Chaszczewski Kasey J, Nicholson George T, Shahanavaz Shabana, Dori Yoav, Gillespie Matthew J, O'Byrne Michael L, Rome Jonathan J, Glatz Andrew C
5506Department of Pediatrics, Medical College of Wisconsin, Milwaukee, WI, USA.
Section of Pediatric Cardiology, The Herma Heart Institute, Milwaukee, WI, USA.
World J Pediatr Congenit Heart Surg. 2022 Mar;13(2):203-207. doi: 10.1177/21501351221074617.
While frequently performed in the adult population, percutaneous coronary artery stent angioplasty (CSA) in infants is rare. CSA in infants is challenging because of limited options in terms of appropriately sized (length and diameter) stents, concern about stenting vessels with significant growth potential and limited data regarding durability of benefit. We report a multicenter case series of infants who underwent CSA.
A multicenter, retrospective case series of infants who underwent percutaneous CSA to treat post-operative coronary artery stenoses was performed.
Six infants from 3 institutions who underwent post-operative CSA were identified. The anatomic diagnoses were d-transposition of the great arteries in 3 cases, anomalous left coronary artery from the pulmonary artery in 2 and supravalvar aortic stenosis in 1. All infants were critically ill at the time of CSA. Diameters of coronary artery stents used ranged from 2.25 to 2.75 mm.
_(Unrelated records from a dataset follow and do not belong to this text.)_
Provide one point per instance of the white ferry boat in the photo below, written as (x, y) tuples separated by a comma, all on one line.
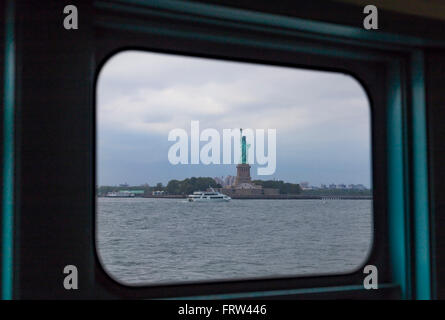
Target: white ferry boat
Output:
[(208, 196), (120, 194)]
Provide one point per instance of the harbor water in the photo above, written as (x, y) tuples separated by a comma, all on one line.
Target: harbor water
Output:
[(151, 241)]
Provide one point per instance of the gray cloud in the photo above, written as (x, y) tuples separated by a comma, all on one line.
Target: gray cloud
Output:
[(322, 118)]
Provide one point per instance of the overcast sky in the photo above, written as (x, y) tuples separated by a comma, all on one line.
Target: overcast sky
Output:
[(322, 119)]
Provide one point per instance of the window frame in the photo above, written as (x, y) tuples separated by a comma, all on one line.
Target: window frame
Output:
[(137, 29), (54, 203)]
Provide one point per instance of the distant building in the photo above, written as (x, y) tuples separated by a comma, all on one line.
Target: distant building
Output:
[(304, 185), (219, 180), (229, 180)]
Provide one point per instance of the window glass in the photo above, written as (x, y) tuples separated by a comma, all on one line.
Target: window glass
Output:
[(215, 170)]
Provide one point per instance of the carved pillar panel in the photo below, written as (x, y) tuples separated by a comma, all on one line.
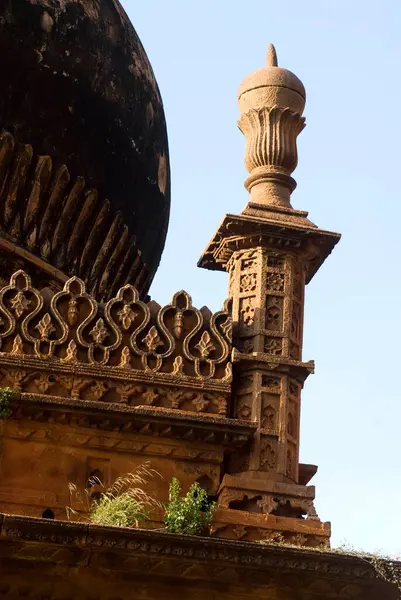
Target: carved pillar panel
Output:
[(267, 288)]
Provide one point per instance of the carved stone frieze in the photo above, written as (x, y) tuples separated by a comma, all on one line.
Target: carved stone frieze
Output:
[(124, 351)]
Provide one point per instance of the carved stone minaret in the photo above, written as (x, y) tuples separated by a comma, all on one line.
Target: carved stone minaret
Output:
[(271, 252)]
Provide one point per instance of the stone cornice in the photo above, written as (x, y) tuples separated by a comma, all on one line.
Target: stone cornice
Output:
[(281, 229), (143, 420), (122, 550)]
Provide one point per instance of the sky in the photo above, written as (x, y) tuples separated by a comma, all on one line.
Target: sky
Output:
[(348, 55)]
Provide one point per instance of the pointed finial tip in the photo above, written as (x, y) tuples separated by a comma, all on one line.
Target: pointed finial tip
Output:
[(271, 59)]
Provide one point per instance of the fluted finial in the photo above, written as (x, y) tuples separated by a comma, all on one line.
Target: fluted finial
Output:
[(271, 58), (271, 102)]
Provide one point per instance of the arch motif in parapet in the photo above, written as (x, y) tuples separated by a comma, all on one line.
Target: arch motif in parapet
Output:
[(71, 327)]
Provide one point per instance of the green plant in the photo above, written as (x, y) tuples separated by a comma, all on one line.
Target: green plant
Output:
[(6, 395), (124, 504), (190, 514)]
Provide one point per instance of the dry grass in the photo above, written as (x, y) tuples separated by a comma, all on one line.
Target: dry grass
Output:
[(124, 504)]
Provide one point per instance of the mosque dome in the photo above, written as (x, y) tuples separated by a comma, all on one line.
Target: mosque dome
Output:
[(84, 165), (272, 86)]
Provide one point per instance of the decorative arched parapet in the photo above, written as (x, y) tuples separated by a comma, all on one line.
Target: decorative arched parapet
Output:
[(67, 344)]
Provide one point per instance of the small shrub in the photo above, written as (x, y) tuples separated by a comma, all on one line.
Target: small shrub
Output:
[(123, 504), (6, 395), (188, 515)]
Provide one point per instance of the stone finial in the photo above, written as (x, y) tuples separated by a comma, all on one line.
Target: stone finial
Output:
[(271, 102), (271, 58)]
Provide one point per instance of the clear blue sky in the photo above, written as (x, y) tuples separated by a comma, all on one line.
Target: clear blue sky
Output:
[(348, 54)]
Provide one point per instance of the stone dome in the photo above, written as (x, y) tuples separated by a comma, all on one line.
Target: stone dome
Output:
[(86, 127), (272, 86)]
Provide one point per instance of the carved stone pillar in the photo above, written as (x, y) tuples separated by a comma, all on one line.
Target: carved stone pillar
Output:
[(267, 288), (271, 252)]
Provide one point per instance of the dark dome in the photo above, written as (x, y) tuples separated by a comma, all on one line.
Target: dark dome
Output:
[(77, 89)]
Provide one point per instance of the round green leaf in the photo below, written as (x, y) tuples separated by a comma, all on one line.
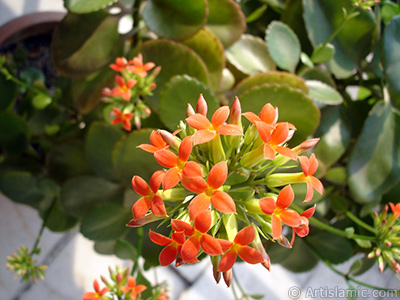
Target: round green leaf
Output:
[(334, 134), (274, 77), (175, 19), (354, 41), (128, 160), (211, 51), (283, 46), (250, 55), (174, 59), (67, 160), (8, 93), (75, 47), (86, 6), (99, 144), (106, 222), (177, 94), (81, 194), (226, 20), (323, 93), (294, 107), (13, 133), (374, 166)]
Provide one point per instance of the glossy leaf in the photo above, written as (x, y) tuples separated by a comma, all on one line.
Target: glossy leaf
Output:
[(128, 160), (323, 93), (81, 194), (174, 59), (75, 48), (177, 94), (250, 55), (175, 19), (274, 77), (86, 6), (293, 106), (283, 46), (354, 41), (67, 160), (211, 51), (13, 133), (226, 20), (106, 222), (374, 165), (334, 134), (99, 144)]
There were no procedural complications. All stents were patent immediately after placement and the clinical condition improved or stabilized in all patients. Follow-up angiography was available for 3 patients at 4 to 16 months post-CSA, at which time 67% (2/3) remained patent.
CSA is a feasible and effective therapy for critically ill infants with post-surgical coronary obstruction. Treatment appears to allow at least short-term reperfusion to facilitate recovery of ventricular function and potential development of collateral circulation when longer-term stent patency is not achieved. Longer-term stent patency and coronary artery health remain unanswered questions.
经皮冠状动脉支架血管成形术(CSA)在成人中经常进行,但在婴儿中很少见。由于合适尺寸(长度和直径)的支架选择有限,担心对具有显著生长潜力的血管进行支架置入,以及关于获益持久性的数据有限,婴儿的CSA具有挑战性。我们报告了一组接受CSA的婴儿的多中心病例系列。
对接受经皮CSA治疗术后冠状动脉狭窄的婴儿进行了一项多中心回顾性病例系列研究。
确定了来自3个机构的6名接受术后CSA的婴儿。解剖诊断为大动脉转位3例,左冠状动脉起源于肺动脉异常2例,主动脉瓣上狭窄1例。所有婴儿在进行CSA时病情都很危急。使用的冠状动脉支架直径范围为2.25至2.75毫米。没有手术并发症。所有支架置入后立即通畅,所有患者的临床状况改善或稳定。3例患者在CSA后4至16个月进行了随访血管造影,此时67%(2/3)的支架仍保持通畅。
CSA是治疗术后冠状动脉梗阻的危重症婴儿的一种可行且有效的治疗方法。当无法实现长期支架通畅时,该治疗似乎至少能实现短期再灌注,以促进心室功能恢复和侧支循环的潜在发展。长期支架通畅和冠状动脉健康仍然是未解决的问题。